They aren’t vegetarian. They aren’t kosher. They aren’t fish and they aren’t fowl. They aren’t even appetizing. In fact, they don’t look edible, but those of us addicted to Mya arenaria are not put off by their unsavory appearance.
I speak of the steamer, the delicious clam indigenous to the tidal flats of Long Island, and I am here to sing its praises.
For my husband and me, summer means steamers. We love the tasty bivalves, and we eat them by the bucket. This week we begin our annual steamer binge. Although they’re usually served as an appetizer, we’ve been ordering them by the pound as a main course.
For the uninitiated, the steamer is a clam that lives its life in the mud along the ocean shoreline. It grows 7½ to 15 centimeters long. My hubby craves the large ones, but I like the small ones. The large ones look like the innards of a small animal, but that doesn’t discourage him one bit. In fact, a couple of times a summer we make a pilgrimage out to Bay Shore, to a place that serves the biggest steamers on Long Island. Affectionately known as “gaggers,” these clams are not for the novice.
Steamers are harvested, literally dug out of the muck, by licensed clammers. If the weather is rainy, the clams aren’t dug until the flat tidal waters are deemed safe from any runoff contamination.
So far, I realize, this doesn’t sound too appealing. Tainted water, animal innards — why would someone eat these creatures? To begin with, they really are safe to eat, because they’re steamed for at least five minutes until the shells open. If you’re served steamers with closed shells, do not eat them. It means they were dead when they were cooked, and that’s a no-no. They must be alive. If you buy them at a fish store, just poke your finger in the space between the shells and the clam will close. That proves it’s alive. It may freak you out, but it’s safe to cook and eat.

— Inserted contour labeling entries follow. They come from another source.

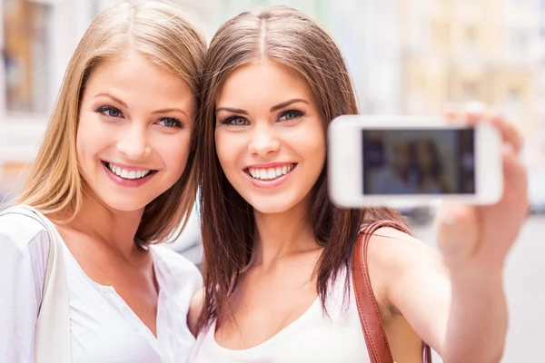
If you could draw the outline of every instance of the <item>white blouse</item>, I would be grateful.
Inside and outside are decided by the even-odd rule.
[[[191,299],[203,285],[183,257],[151,246],[160,287],[157,338],[111,286],[93,281],[63,244],[70,298],[74,363],[183,363],[194,338],[187,327]],[[32,219],[0,217],[0,360],[34,362],[35,327],[49,240]]]
[[[354,289],[344,294],[346,273],[332,284],[327,316],[316,299],[295,321],[268,340],[247,349],[229,349],[215,339],[215,321],[197,337],[192,363],[369,363]]]

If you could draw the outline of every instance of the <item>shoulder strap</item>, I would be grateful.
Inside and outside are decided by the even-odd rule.
[[[70,363],[70,299],[60,236],[51,221],[32,207],[18,205],[2,214],[25,215],[40,222],[47,231],[49,254],[35,332],[35,362]]]
[[[393,358],[390,351],[388,338],[382,325],[382,319],[379,307],[374,298],[369,279],[367,268],[367,247],[372,234],[380,228],[392,227],[409,235],[411,231],[405,226],[393,221],[380,221],[372,223],[360,231],[358,240],[352,256],[352,284],[356,297],[356,304],[360,314],[362,330],[365,337],[367,350],[372,363],[393,363]],[[422,344],[422,362],[431,362],[431,351],[430,347]]]

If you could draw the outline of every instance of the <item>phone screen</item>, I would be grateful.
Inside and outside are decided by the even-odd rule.
[[[362,131],[363,194],[475,193],[475,130]]]

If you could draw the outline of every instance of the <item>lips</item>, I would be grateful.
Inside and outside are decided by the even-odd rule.
[[[247,168],[247,172],[253,179],[261,181],[273,181],[286,175],[295,167],[295,163],[277,164],[271,167],[251,166]]]

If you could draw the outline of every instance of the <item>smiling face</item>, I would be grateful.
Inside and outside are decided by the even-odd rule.
[[[225,176],[263,213],[305,200],[325,161],[324,126],[310,87],[266,60],[225,80],[216,101],[215,142]]]
[[[99,201],[137,211],[176,182],[189,155],[193,103],[183,80],[140,54],[96,69],[83,94],[76,150]]]

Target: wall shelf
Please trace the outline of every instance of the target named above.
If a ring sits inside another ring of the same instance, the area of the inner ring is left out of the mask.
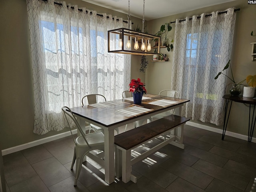
[[[166,47],[167,47],[166,46],[160,46],[160,48],[165,48]],[[151,48],[152,48],[152,49],[157,49],[158,48],[158,46],[155,46],[155,47],[152,47]]]
[[[256,61],[256,42],[251,43],[252,46],[252,60]]]
[[[164,61],[164,60],[151,60],[150,62],[164,62],[169,61],[169,59],[167,61]]]

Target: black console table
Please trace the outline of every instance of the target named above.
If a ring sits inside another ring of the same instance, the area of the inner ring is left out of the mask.
[[[239,103],[249,104],[250,107],[249,108],[249,124],[248,127],[248,141],[250,142],[252,141],[252,138],[253,134],[253,131],[255,126],[255,122],[256,121],[256,115],[254,116],[254,112],[255,111],[255,106],[256,106],[256,99],[253,98],[248,98],[247,97],[244,97],[242,95],[238,96],[232,96],[231,95],[225,95],[222,97],[223,98],[226,100],[225,104],[225,117],[224,118],[224,124],[223,125],[223,132],[222,132],[222,140],[224,139],[225,136],[225,133],[226,130],[227,129],[227,125],[228,125],[228,118],[229,118],[229,114],[232,106],[232,102],[234,101],[235,102],[238,102]],[[228,104],[230,103],[230,106],[228,114]],[[253,106],[252,115],[251,114],[251,107]]]

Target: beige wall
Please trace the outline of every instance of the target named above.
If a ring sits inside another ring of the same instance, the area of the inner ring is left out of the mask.
[[[0,21],[0,145],[2,149],[25,144],[62,132],[54,131],[43,135],[33,133],[34,103],[33,84],[30,58],[28,27],[26,0],[2,1]],[[127,15],[86,3],[81,0],[66,0],[67,3],[77,4],[79,7],[96,10],[99,13],[106,13],[126,19]],[[161,19],[152,20],[145,23],[146,30],[154,33],[159,30],[160,26],[166,22],[173,21],[176,18],[184,18],[188,16],[210,12],[235,6],[241,10],[238,12],[236,32],[234,41],[234,50],[232,58],[232,66],[235,67],[235,76],[242,79],[246,74],[256,71],[256,62],[250,61],[250,43],[256,41],[250,36],[252,30],[256,32],[255,6],[248,6],[247,2],[240,0],[219,6],[201,9],[189,12],[170,16]],[[134,23],[133,28],[138,24],[141,28],[141,19],[131,17]],[[174,24],[172,24],[174,26]],[[171,32],[174,36],[174,28]],[[253,37],[255,38],[255,37]],[[140,78],[146,83],[148,93],[157,94],[159,91],[170,88],[171,78],[172,52],[164,50],[161,52],[168,54],[170,61],[165,62],[149,62],[146,74],[139,72],[141,57],[132,56],[131,78]],[[149,61],[152,59],[148,56]],[[160,84],[160,86],[159,85]],[[247,109],[241,105],[234,104],[235,109],[232,118],[237,120],[241,112],[247,112]],[[245,120],[231,124],[232,131],[246,135],[247,123]],[[247,121],[246,121],[247,122]],[[255,134],[254,134],[254,135]]]
[[[43,135],[33,133],[33,83],[26,1],[2,1],[0,12],[0,146],[5,149],[68,130],[51,131]],[[127,14],[81,0],[66,1],[98,13],[127,18]],[[133,29],[138,24],[141,28],[141,19],[131,17],[131,20]],[[140,78],[144,82],[145,74],[139,71],[140,61],[140,56],[132,57],[131,78]]]
[[[225,10],[230,7],[240,9],[240,11],[237,12],[233,48],[230,58],[235,79],[239,82],[245,79],[248,75],[256,74],[256,61],[251,60],[252,45],[250,44],[250,42],[256,42],[256,37],[250,36],[252,30],[256,32],[255,5],[248,5],[247,1],[244,0],[232,1],[148,21],[148,29],[149,32],[154,33],[159,30],[162,24],[175,21],[177,18],[184,19],[188,16],[200,15],[203,13],[210,13],[213,11]],[[169,33],[174,38],[175,23],[171,25],[172,29]],[[161,49],[160,52],[167,54],[170,61],[149,63],[146,71],[146,83],[148,91],[152,94],[158,94],[161,90],[170,88],[172,51],[168,52],[166,48],[163,48]],[[148,56],[148,57],[149,60],[152,59],[152,57]],[[227,130],[247,135],[248,108],[243,104],[235,102],[233,103],[232,108]],[[204,124],[200,121],[196,122],[222,129],[222,126]],[[256,131],[254,131],[253,135],[254,137],[256,137]]]

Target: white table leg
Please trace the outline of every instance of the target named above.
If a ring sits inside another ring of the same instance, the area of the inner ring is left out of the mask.
[[[115,180],[114,130],[104,129],[105,181],[110,184]]]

When I was 9, I went out to dinner with my girlfriend and her parents, and they took me to a seafood house. They ordered steamers, which I had never seen before, and if you’ve never seen them, you can’t believe that people would actually put them in their mouths. My friend was patient. She showed me how to grab the “foot” of the steamer, remove the body from the shell, dip it into broth and then butter and then pop it into your mouth.
I was hooked. The taste is pure, briny summer, with a hint of ocean. Sun and surf combine in a salty broth that simmers the clams. For June, July and August, we remember that we live on an island surrounded by seas full of flounder, sea bass, tuna, mackerel, eel, crab and clams.

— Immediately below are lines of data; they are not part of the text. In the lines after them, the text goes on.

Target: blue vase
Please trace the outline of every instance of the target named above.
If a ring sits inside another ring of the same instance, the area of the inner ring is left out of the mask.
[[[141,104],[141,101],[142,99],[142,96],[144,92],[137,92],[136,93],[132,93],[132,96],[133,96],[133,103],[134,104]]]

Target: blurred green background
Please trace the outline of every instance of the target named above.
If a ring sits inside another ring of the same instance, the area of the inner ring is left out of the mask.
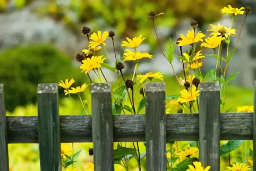
[[[165,13],[156,20],[156,25],[162,46],[165,47],[169,37],[176,40],[178,34],[184,34],[191,29],[189,24],[192,19],[198,21],[199,29],[203,29],[209,23],[222,19],[220,9],[224,6],[238,7],[238,3],[234,0],[0,0],[0,83],[4,84],[7,114],[37,115],[38,83],[57,83],[66,78],[74,78],[75,86],[89,83],[86,75],[81,73],[79,63],[75,61],[76,54],[87,48],[87,38],[81,33],[84,25],[89,27],[92,32],[114,30],[118,55],[122,56],[123,53],[121,41],[126,37],[132,38],[141,34],[147,38],[144,49],[153,54],[159,47],[152,21],[148,17],[151,11],[157,14]],[[184,21],[189,21],[189,24],[184,25],[186,23]],[[106,41],[108,49],[112,48],[110,42]],[[134,66],[129,62],[125,65],[127,78]],[[164,69],[167,71],[164,75],[166,94],[178,93],[176,80],[172,74],[168,74],[171,68]],[[207,67],[204,70],[211,69]],[[178,74],[182,76],[181,73]],[[111,79],[112,75],[107,76]],[[90,104],[90,91],[87,90],[83,98]],[[59,88],[60,114],[77,114],[63,91]],[[230,85],[224,96],[227,102],[224,111],[233,107],[231,111],[235,112],[237,106],[253,104],[252,89]],[[179,143],[181,146],[183,142]],[[143,146],[143,143],[140,146],[142,152],[145,151]],[[88,153],[90,147],[91,143],[75,144],[76,150],[83,149],[75,164],[76,168],[84,169],[87,162],[92,162],[93,157]],[[237,154],[242,153],[244,148],[243,146],[233,152],[232,161],[236,160]],[[9,152],[11,170],[39,170],[38,144],[10,144]],[[226,159],[227,156],[221,158],[223,169],[227,166]],[[243,161],[244,158],[241,160]],[[134,161],[130,163],[136,170]],[[122,170],[122,167],[116,167],[116,170]]]

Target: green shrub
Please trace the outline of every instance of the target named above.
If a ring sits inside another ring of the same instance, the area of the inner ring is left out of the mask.
[[[6,109],[35,104],[39,83],[58,83],[73,78],[75,84],[86,75],[72,64],[72,59],[49,45],[20,47],[0,54],[0,83],[4,84]],[[59,88],[60,98],[64,97]]]

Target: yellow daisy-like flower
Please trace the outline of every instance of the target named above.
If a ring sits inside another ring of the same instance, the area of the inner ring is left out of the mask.
[[[223,27],[219,23],[218,23],[217,25],[210,24],[210,29],[207,30],[207,31],[212,31],[210,36],[216,35],[227,38],[228,36],[234,36],[236,35],[235,32],[236,30],[235,29],[232,29],[231,27]]]
[[[176,153],[176,156],[180,157],[181,159],[184,157],[190,157],[191,156],[195,155],[197,152],[198,152],[198,148],[196,147],[191,147],[189,149],[186,148],[185,151],[177,152]]]
[[[71,80],[70,80],[69,82],[69,79],[66,79],[65,80],[65,83],[63,82],[63,81],[61,80],[61,82],[58,83],[58,85],[61,87],[63,87],[65,89],[67,89],[74,82],[75,82],[75,81],[73,79],[72,79]]]
[[[189,169],[186,170],[186,171],[208,171],[211,166],[208,166],[206,167],[205,169],[202,167],[202,163],[199,161],[194,161],[193,163],[193,165],[189,165]]]
[[[182,40],[177,41],[178,46],[189,45],[199,42],[199,41],[203,41],[202,38],[206,36],[206,35],[203,35],[201,31],[199,31],[197,33],[195,37],[194,37],[194,30],[187,31],[186,37],[182,34],[180,35],[181,36],[180,38],[182,38]]]
[[[189,92],[185,89],[181,90],[181,95],[177,101],[180,101],[181,103],[183,103],[197,100],[197,97],[199,96],[199,90],[197,90],[197,88],[193,86],[190,91]]]
[[[153,55],[149,55],[147,53],[141,53],[140,51],[133,52],[129,49],[126,49],[124,50],[123,61],[136,61],[146,57],[152,59]]]
[[[130,47],[130,48],[133,48],[135,49],[137,48],[140,45],[142,42],[142,41],[146,39],[146,38],[142,38],[142,35],[140,35],[139,37],[134,37],[134,38],[132,39],[132,40],[131,40],[129,38],[126,37],[127,40],[128,40],[128,42],[126,41],[123,41],[122,42],[122,45],[121,46],[125,46],[125,47]]]
[[[86,84],[86,83],[82,85],[81,87],[76,87],[76,88],[71,87],[71,90],[69,90],[69,93],[67,93],[67,91],[66,90],[64,90],[65,95],[67,95],[68,93],[70,94],[78,94],[83,92],[86,89],[86,88],[88,86],[88,85]]]
[[[103,58],[103,55],[99,56],[93,56],[91,58],[88,58],[82,61],[83,63],[80,66],[80,69],[82,69],[82,72],[85,71],[86,74],[96,68],[101,67],[101,65],[106,58]]]
[[[201,62],[193,62],[191,64],[188,64],[186,67],[191,67],[192,69],[197,69],[202,66]]]
[[[98,31],[98,35],[94,32],[90,37],[90,39],[93,40],[90,41],[89,43],[89,46],[92,48],[94,48],[99,45],[106,45],[104,43],[104,41],[108,37],[108,33],[107,31],[104,31],[101,37],[101,32]]]
[[[163,79],[163,77],[164,76],[163,76],[162,74],[160,72],[156,72],[155,73],[153,73],[152,72],[150,72],[146,74],[146,75],[137,75],[137,80],[140,79],[140,82],[143,83],[147,79],[149,79],[150,81],[152,79],[159,79],[163,81],[164,80]]]
[[[101,49],[101,46],[97,46],[95,48],[92,48],[91,47],[89,47],[89,49],[83,49],[82,50],[82,52],[84,53],[84,54],[86,55],[86,56],[88,56],[89,55],[99,50],[99,49]]]
[[[244,13],[244,11],[242,11],[242,10],[244,10],[244,7],[241,7],[238,9],[237,8],[233,8],[231,5],[228,6],[228,7],[224,7],[221,9],[222,13],[232,14],[235,14],[235,15],[237,14],[243,14]]]
[[[238,106],[237,112],[253,112],[253,106]]]
[[[236,164],[232,164],[233,166],[231,167],[227,167],[227,169],[225,171],[247,171],[250,170],[251,168],[249,166],[247,166],[243,163],[239,164],[238,163],[236,163]]]
[[[206,42],[201,44],[201,47],[205,47],[210,49],[215,49],[217,47],[225,38],[221,36],[217,36],[214,35],[212,37],[209,37],[205,39]]]

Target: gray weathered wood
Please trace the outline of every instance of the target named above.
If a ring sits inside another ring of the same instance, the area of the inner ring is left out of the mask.
[[[256,166],[256,81],[254,81],[254,101],[253,101],[253,166]],[[256,167],[253,167],[253,171],[256,171]]]
[[[200,83],[199,113],[200,160],[205,167],[219,170],[220,87],[219,82]]]
[[[114,170],[111,85],[92,84],[92,140],[95,171]]]
[[[221,140],[252,140],[251,113],[221,113]],[[114,115],[115,142],[145,141],[144,115]],[[199,140],[198,114],[166,115],[167,141]],[[91,116],[60,116],[62,142],[92,142]],[[37,116],[7,116],[8,143],[38,143]]]
[[[6,119],[3,84],[0,84],[0,167],[1,171],[9,170]]]
[[[146,85],[147,170],[166,170],[165,83]]]
[[[61,133],[57,85],[39,84],[37,93],[41,171],[61,171]]]

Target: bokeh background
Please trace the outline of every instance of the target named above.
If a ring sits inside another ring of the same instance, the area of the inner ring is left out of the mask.
[[[81,32],[83,26],[90,27],[92,32],[114,31],[117,54],[121,56],[124,49],[121,42],[126,37],[146,37],[140,48],[153,55],[154,59],[142,61],[141,71],[162,72],[166,78],[167,94],[178,93],[170,65],[159,51],[148,13],[151,11],[165,13],[156,19],[156,25],[165,51],[169,38],[175,40],[179,34],[185,34],[191,29],[190,22],[193,19],[197,21],[197,29],[203,32],[206,32],[209,23],[219,22],[229,27],[231,15],[220,13],[227,5],[238,8],[250,5],[252,8],[227,71],[228,75],[240,71],[225,95],[226,109],[233,107],[231,111],[236,111],[237,106],[253,104],[253,81],[256,80],[255,0],[0,0],[0,83],[4,84],[7,114],[37,115],[38,83],[57,83],[72,78],[78,85],[89,83],[75,61],[76,54],[87,46],[87,38]],[[235,18],[234,27],[237,31],[244,18],[244,15]],[[236,39],[231,39],[231,47],[235,41]],[[106,42],[114,59],[112,42],[107,40]],[[204,49],[203,54],[207,53]],[[178,48],[176,54],[179,55]],[[204,61],[203,71],[214,69],[215,58],[207,56]],[[173,64],[182,76],[181,63],[175,59]],[[126,63],[125,74],[131,74],[134,67],[132,63]],[[103,70],[108,80],[116,81],[115,73]],[[65,98],[63,90],[59,90],[60,114],[76,114],[70,100]],[[83,95],[90,103],[89,91]],[[143,148],[143,144],[141,146]],[[84,169],[87,162],[93,161],[93,157],[88,153],[88,149],[92,147],[91,143],[75,144],[76,150],[83,149],[76,164],[78,168]],[[239,150],[241,153],[244,149]],[[11,170],[39,170],[38,144],[9,144],[9,152]],[[234,153],[234,156],[237,154]],[[223,167],[226,166],[225,159],[226,156],[224,156]],[[135,166],[132,161],[131,165],[132,167]],[[122,167],[116,167],[118,170],[122,170]]]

We have friends who are our steamer buddies. They just eat the necks and, in that, they are a find. Because nobody eats just the necks. It’s like eating the handle. So when we dine with them, we give them our necks and they give us their bodies. It’s a beautiful thing.
A dozen steamers is a healthy serving in every way. They’re only 100 calories, with 22 grams of protein, vitamin A, C, calcium, iron and omega-3 fish oil. My favorite steamers are those I cook at home. I buy more than we think we can eat. Hey, the summer is short. Moderation is not acceptable. So I buy three or four pounds. I soak them in cold water for 20 minutes before I cook them, to get the sand out. Then I put them in a pot with water, celery, carrots, onion, peppercorns and white wine. I steam them until the shells open fully — about five minutes.
We also drink the broth, which is a bit like sipping bathwater after the bath. My husband and I came to our marriage with different steamer-eating behavior. I dipped the clams in broth and then in butter, then ate just the bodies. He dipped in broth, ate the whole clam, and then drank all the broth, careful not to stir up the sand in the bottom. I learned from him.
Forget sushi. Don’t waste your money on lobster or crabs. The sun is already sailing south. Eat clams. Then drink the broth. Serve with steamed Long Island corn and sweeten your palate with a chaser of deep-red Bing cherries.